Students in technical vocational training with teacher.
A partnership between New York City, Accenture and several other businesses will provide thousands of students in the city with apprenticeship opportunities, getting them ready for the workforce.

The Career Readiness and Modern Youth Apprenticeship (CRMYA) program — part of Student Pathways, which provides hands-on experience for students in the city — will give about 3,000 students from dozens of schools paid apprenticeships for several years, according to a news release announcing the program last week.

Roughly 500 students in the program will be placed in positions at New York City-based companies within the finance, technology and business operations industries by the end of next year. While there, the students will earn wages between $15 and $25 an hour, the release said. The goal is to put each of the students on a track to a fulfilling career as well as long-term financial security, it said.

“Our students have so much to gain from real world, hands-on experience,” New York City Mayor Eric Adams said in a public statement. “Internships and apprenticeships are a critical tool to ready our young people for success.”

Adams added that the Student Pathways initiative will give students the tools that will not only put them on the path to financial independence, but also connect them with some of the city’s largest employers, including Accenture, JPMorgan Chase, CareerWise New York and Robin Hood, among others.

The initiative, supported by the New York Jobs CEO Council, has already set up more than 1,000 CRMYA apprenticeships, the release said. It is supported by CareerWise New York, as well as Bloomberg Philanthropies, which has invested $8 million into the program, helping expand career-connected learning for the next two years, it said.

“The Career Readiness and Modern Youth Apprenticeship program will help change the way we develop and nurture talent in New York City by providing companies with a ready-made program and supportive network to fulfill their workforce needs and make dreams a reality for thousands of teenagers,” Accenture Chair and Chief Executive Officer Julie Sweet said in a public statement.

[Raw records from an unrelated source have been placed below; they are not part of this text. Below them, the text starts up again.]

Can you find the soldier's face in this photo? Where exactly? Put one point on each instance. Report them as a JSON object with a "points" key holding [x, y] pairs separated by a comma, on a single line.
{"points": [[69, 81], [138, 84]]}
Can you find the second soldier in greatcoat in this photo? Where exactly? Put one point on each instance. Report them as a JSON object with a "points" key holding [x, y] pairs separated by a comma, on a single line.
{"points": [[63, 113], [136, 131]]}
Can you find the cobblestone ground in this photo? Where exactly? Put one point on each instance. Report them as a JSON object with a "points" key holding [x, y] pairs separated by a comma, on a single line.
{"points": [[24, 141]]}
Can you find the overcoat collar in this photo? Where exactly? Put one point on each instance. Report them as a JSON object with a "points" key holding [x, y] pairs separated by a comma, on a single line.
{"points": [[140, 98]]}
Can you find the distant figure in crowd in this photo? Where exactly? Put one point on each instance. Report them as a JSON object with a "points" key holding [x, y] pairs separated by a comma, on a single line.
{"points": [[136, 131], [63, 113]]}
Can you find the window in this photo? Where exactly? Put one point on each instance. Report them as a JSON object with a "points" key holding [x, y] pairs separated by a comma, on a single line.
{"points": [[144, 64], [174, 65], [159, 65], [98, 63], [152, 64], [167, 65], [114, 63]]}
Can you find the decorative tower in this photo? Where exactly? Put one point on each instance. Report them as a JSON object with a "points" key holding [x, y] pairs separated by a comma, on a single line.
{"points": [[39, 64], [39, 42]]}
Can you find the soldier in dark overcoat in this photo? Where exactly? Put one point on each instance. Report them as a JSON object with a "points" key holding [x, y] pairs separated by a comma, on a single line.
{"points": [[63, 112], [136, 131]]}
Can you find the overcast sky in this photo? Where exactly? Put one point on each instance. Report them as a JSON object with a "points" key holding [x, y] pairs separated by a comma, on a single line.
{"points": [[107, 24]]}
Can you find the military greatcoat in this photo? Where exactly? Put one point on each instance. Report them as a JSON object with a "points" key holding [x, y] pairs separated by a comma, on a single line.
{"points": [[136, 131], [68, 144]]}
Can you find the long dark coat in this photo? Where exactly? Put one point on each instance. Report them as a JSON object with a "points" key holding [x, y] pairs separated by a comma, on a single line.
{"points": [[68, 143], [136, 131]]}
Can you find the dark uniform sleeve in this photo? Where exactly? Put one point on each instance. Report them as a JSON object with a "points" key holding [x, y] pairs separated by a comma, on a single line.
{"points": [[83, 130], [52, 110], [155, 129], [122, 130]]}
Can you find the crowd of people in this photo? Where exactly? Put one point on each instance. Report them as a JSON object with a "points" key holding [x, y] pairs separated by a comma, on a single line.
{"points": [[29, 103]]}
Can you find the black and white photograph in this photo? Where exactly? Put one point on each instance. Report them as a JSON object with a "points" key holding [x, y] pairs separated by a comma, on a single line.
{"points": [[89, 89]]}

In addition to the CRMYA program, Student Pathways has invested in the FutureReadyNYC program, which has provided kids at dozens of high schools with access to career exploration in fields such as health care, technology, business and education, the release said. The program gives students the chance to receive early college credits and industry valued credentials, as well as opportunities for career-connected coursework and work experiences, it said.